Five Beirut residents describe how Tuesday's strike affected their daily lives
LANA MEDAWAR, NEWS PRESENTER, BEIRUT
I live in East Beirut, in the Metn district. It is a mixed Shia, Christian area and we were not really affected by the strike.
I went to work as usual without any difficulty, because the protestors respected the right of journalists, Red Cross workers and others to move freely and to go to work.
There was no provocation from those taking part in the strike.
In general the main streets were closed, but the smaller side streets were clear.
The security forces were in a very difficult situation, but they handled it well.
Schools had the right to stay open. My friends, relatives and I didn't notice any children who wanted to go school having problems in doing so.
I didn't see that the strike stopped everyday life. But to be honest, we haven't had "everyday life" for the last 15 years.
The ultimate aim of the strike was to improve people's lives.
That's what it was about; giving Lebanese people a chance to improve their lot.
SALEEM KHOURY, DENTIST, BEIRUT
It's been quite exciting today, actually. We live in south-east Beirut, at the edge of one of the main routes in to the city.
To the right is the Shia side, to the left it's Christian.
This morning, the area was blocked with burning tyres; a lot of people were in the roads.
I tried to drop my wife and children at school, but we had to take a big detour to get there.
In the end, classes were cancelled because not enough children turned up. My wife, who works at the school, walked the children back home.
The authorities were present on the streets, but they weren't really doing anything. They were blocking the roads, but they weren't stopping people burning tyres.
A little after that, things started to escalate. At about 0930, the two Christian groupings started to confront each other. There was a lot of pushing and shoving. We saw this from the house.
Then the military started to interfere, trying to separate them. They fired into the air.
Now it's a bit quieter. The tyres have stopped burning but the roads are deserted.
NADIA ABDULBAKI, STUDENT, BEIRUT
I live in Hamra, a mixed area, near the American University of Beirut. I am a master's student. I also work in academic development in a town 40 minutes' drive north of Beirut.
My friends and I agreed yesterday to go to work. They were coming from Saida, in southern Lebanon, but they couldn't get into Beirut. So they turned round and went home.
That was my first obstacle. Then I saw on TV they already were blocking the streets we had to go through. It's through the Christian cities and there is so much tension over there.

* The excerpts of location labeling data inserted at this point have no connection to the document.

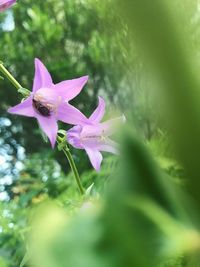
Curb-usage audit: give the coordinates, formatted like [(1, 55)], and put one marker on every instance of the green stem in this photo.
[(9, 76), (72, 164), (65, 149)]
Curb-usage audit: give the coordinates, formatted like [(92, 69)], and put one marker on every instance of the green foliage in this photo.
[(142, 209)]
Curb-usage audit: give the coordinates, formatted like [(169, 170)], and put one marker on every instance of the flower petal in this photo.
[(73, 136), (25, 108), (42, 77), (95, 158), (49, 126), (98, 114), (70, 88), (71, 115)]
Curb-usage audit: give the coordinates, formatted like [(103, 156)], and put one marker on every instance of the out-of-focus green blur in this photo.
[(143, 208)]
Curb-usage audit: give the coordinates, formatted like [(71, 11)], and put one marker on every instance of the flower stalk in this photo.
[(9, 76), (62, 145), (25, 92)]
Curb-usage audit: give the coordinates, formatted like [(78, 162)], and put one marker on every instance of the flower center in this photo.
[(41, 108), (46, 102)]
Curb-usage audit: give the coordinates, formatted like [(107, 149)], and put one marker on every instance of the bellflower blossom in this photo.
[(94, 136), (48, 102), (4, 4)]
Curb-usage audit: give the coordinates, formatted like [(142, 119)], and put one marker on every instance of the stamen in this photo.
[(41, 108)]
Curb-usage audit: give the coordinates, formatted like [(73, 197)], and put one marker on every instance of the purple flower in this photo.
[(48, 102), (4, 4), (94, 136)]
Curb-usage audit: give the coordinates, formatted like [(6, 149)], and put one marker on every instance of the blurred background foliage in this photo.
[(143, 58)]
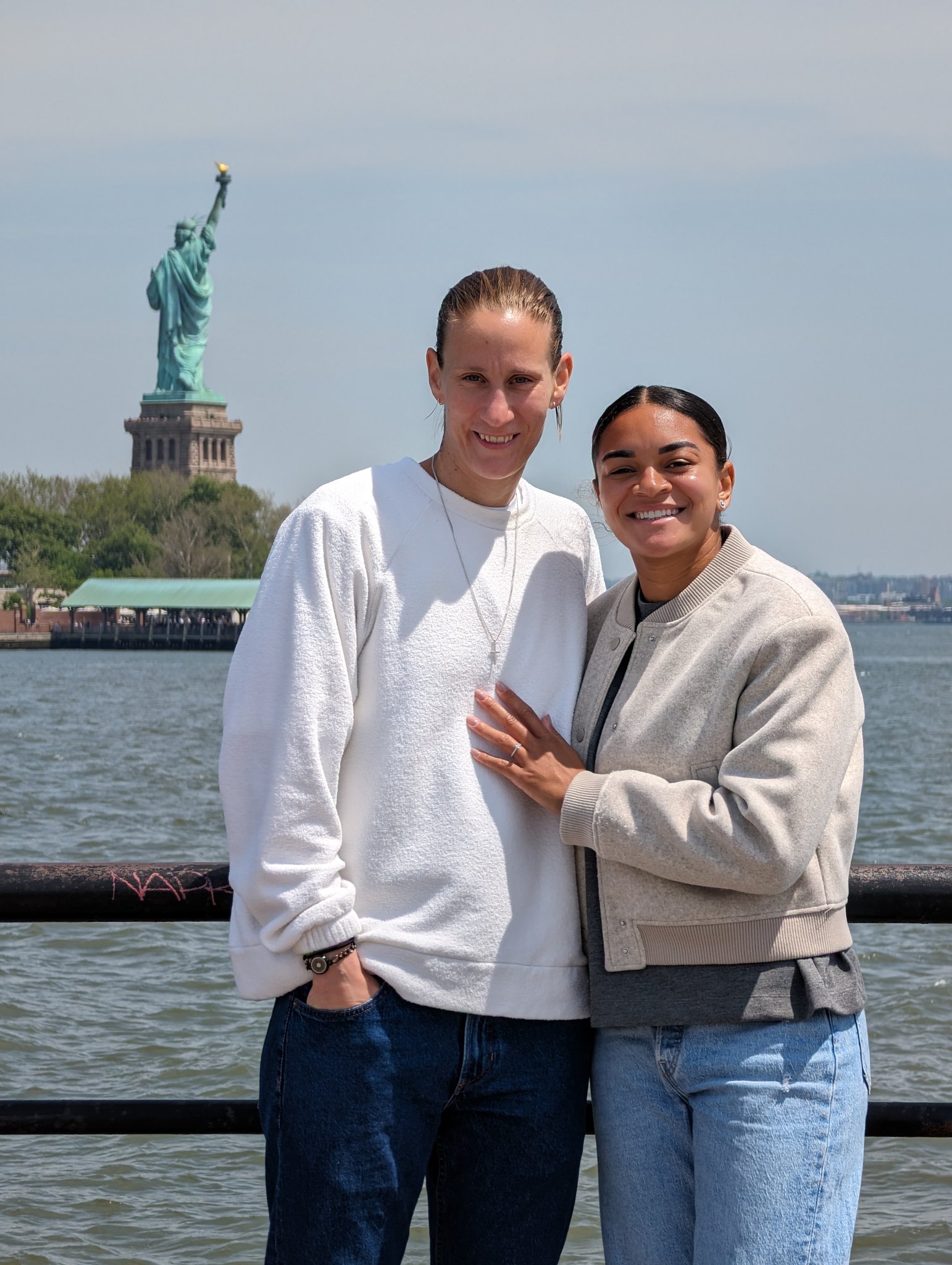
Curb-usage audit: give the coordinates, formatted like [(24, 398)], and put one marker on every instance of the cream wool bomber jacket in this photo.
[(726, 791)]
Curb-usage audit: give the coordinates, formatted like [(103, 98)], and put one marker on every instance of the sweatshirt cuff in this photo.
[(577, 823), (328, 934)]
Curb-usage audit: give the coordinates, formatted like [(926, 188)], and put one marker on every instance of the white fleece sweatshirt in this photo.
[(352, 802)]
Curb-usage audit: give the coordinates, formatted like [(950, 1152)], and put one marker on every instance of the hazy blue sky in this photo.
[(744, 198)]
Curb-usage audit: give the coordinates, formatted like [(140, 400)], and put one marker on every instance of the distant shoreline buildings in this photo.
[(864, 597)]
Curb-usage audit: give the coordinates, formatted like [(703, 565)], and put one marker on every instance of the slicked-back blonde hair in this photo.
[(503, 290)]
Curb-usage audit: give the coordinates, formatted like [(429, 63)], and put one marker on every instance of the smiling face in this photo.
[(659, 486), (496, 385)]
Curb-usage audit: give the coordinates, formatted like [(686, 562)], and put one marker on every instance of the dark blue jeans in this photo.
[(361, 1106)]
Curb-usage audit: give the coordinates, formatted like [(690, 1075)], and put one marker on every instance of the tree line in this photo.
[(57, 532)]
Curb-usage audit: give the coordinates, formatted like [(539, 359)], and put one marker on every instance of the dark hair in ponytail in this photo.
[(678, 401)]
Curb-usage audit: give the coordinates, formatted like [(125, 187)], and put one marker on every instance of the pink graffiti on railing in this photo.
[(159, 882)]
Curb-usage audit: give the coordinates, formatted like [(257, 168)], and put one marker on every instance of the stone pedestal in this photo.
[(190, 437)]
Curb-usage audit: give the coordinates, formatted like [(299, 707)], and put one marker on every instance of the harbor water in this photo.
[(113, 757)]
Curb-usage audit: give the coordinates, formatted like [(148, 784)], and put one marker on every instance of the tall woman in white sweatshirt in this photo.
[(416, 918)]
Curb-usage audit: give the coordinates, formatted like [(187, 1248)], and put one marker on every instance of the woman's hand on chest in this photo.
[(534, 755)]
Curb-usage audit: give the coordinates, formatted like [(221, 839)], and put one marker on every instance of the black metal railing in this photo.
[(200, 892)]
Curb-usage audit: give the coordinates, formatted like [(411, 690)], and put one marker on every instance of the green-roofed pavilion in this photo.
[(166, 595)]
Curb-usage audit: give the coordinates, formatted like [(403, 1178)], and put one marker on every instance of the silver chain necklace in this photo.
[(493, 639)]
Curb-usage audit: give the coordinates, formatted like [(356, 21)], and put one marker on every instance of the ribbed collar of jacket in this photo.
[(732, 555)]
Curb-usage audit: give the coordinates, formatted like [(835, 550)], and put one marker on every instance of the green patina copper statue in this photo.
[(180, 290)]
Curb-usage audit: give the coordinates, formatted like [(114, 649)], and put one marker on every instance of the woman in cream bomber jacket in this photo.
[(711, 791), (725, 799)]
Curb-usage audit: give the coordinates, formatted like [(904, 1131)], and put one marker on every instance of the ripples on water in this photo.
[(112, 757)]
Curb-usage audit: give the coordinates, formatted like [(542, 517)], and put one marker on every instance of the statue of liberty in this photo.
[(180, 290)]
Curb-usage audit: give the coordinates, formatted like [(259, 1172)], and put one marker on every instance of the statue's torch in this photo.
[(223, 180)]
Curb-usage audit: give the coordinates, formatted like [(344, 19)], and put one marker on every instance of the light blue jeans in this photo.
[(736, 1144)]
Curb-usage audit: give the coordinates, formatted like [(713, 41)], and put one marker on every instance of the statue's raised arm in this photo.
[(180, 290), (224, 180)]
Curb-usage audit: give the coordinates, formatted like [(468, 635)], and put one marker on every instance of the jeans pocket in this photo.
[(348, 1012), (862, 1038)]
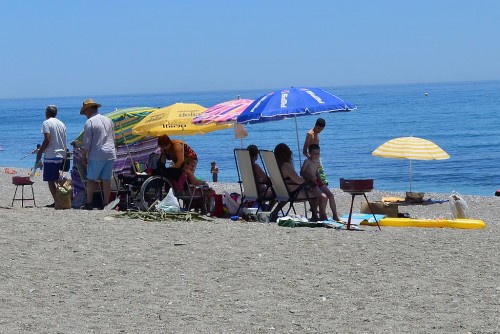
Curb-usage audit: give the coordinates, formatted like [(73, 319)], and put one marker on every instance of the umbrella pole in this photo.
[(128, 151), (410, 175), (298, 145)]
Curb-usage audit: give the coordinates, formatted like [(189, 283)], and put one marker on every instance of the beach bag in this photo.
[(63, 194), (458, 207), (218, 209)]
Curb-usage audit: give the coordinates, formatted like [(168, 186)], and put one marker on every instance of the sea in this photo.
[(461, 117)]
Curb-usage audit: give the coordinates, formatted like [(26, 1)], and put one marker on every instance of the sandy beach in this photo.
[(73, 271)]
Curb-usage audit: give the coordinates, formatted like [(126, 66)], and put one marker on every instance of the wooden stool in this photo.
[(23, 181)]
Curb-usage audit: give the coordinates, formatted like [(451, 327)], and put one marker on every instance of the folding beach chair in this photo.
[(248, 184), (279, 186), (82, 170)]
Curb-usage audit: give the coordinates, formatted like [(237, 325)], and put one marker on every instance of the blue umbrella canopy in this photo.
[(293, 102)]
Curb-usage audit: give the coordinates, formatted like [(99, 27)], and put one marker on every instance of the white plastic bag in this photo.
[(458, 206), (169, 203), (231, 205)]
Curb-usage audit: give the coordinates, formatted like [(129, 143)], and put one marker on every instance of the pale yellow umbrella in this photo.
[(411, 148), (175, 119)]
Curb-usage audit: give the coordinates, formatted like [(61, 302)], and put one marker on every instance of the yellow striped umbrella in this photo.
[(412, 148), (175, 119)]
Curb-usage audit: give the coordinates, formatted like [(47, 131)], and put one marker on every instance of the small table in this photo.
[(358, 187)]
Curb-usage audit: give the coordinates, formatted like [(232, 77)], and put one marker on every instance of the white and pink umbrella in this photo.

They were even blocking the side streets, so I dropped the idea of going to work today.
I wish the best for Lebanon because it's really a great country. All this that has been going on for the last month and a half isn't the solution.
Why are these people trying to prevent others going to work? Do your action on your own, don't force your ideas on people.
Having [Prime Minister] Siniora in or out - there are bigger things to think about.
For example, the international tribunal for Rafik Hariri, and improving the economy.
ABBAS ABUZAID, RESEARCHER IN HUMANITIES, SANEEA, CENTRAL BEIRUT
I live in a religiously mixed area. We are quite affected by the strike.
I went to work as normal, but the 10-minute journey took me an hour. I had to walk because there was no public transport at all.
Some people driving their own cars were trying to help people get to their destinations.
I saw the security forces trying to stop the strikers blocking the roads. Sometimes they failed because those for and against the strike were throwing stones at each other.
I saw the stone-throwing with my own eyes.
The security forces tried to avoid this area - I think they thought it would only make things worse.
Some of the children where I live went to school, others didn't.
Those who didn't either couldn't get to school, or their parents decided to support the strike.
Personally, I don't support it. It's not the right way to solve Lebanon's problems.
The biggest priority for Lebanon is to hold the Hariri tribunal and to hold new presidential elections.
NATHALIE, TEACHER, BEIRUT
I live in Ashrafiyeh, in central Beirut. It's mainly Christian, but it does have other people too.
I tried to go to work today. The school bus picked me up - I'm a teacher - but the roads were blocked.
You could see the army in the streets; they weren't blocking the roads.
There were flyers on the ground in Arabic, probably about the strike. We couldn't see further than that at that point.
I haven't watched the news; I'm in denial about it all.
I think after all the assassinations, there shouldn't be these strikes. It's not just Lebanese people doing this, there are other political influences from outside involved.
Some people I speak to, I'm surprised they have the opinions they do. It's not always predictable. One thing that all the factions agree on, is not to go back to civil war.
Right now it's quiet. We're stuck at home, just waiting for tomorrow.
I'm leaving Lebanon in August; I'm getting married. I'm taking my cat and my future husband to Canada.